Jenis penelitian ini banyak digunakan dalam riset sosiologi karena lebih mudah untuk dilewati. Grounded berarti peneliti membuat sebuah deskripsi, teori mengenai proses, tindakan, atau interaksi yang murni berasal dari partisipan yang ada dilapangan.

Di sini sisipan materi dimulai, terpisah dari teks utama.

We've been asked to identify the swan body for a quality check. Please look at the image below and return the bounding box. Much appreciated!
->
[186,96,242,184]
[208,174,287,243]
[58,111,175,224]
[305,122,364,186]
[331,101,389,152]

Perspektif atau teori yang berada di ada di pikiran peneliti ditangguhkan dulu sebelum turun ke lapangan. penelitian menggunakan beberapa tahap pengumpulan data dan strategi dalam mengkategorisasi informasi atau data yang diperoleh.

  1. Etnografi

Jenis penelitian etnografis dilakukan ketika peneliti ingin mendalami pola perilaku, bahasa, dan tindakan sosial suatu kelompok, grup atau komunitas tertentu dengan setting yang ”natural” dalam periode waktu tertentu. Pengumpulan data yang biasanya digunakan yaitu observasi partisipatoris dan wawancara mendalam.

  1. Studi kasus

Jenis penelitian studi kasus dilakukan untuk menyelidiki dan menganalisis suatu kasus secara mendalam. Kasus yang dikaji biasanya peristiwa, aktivitas, program, atau proses yang melibatkan individu atau kelompok. Proses pengumpulan data studi kasus dilakukan dalam periode waktu yang spesifik.

Gabungan atau mix method

Penelitian gabungan dapat dilakukan dengan beberapa metode, antara lain:

  1. Paralel-konvergen

Desain metode gabungan yang paralel-konvergen ialah desain penelitian yang dilakukan dengan cara menggabungkan (convergence) antara data kualitatif dan kuantitatif untuk menghasilkan analisis yang komprehensif.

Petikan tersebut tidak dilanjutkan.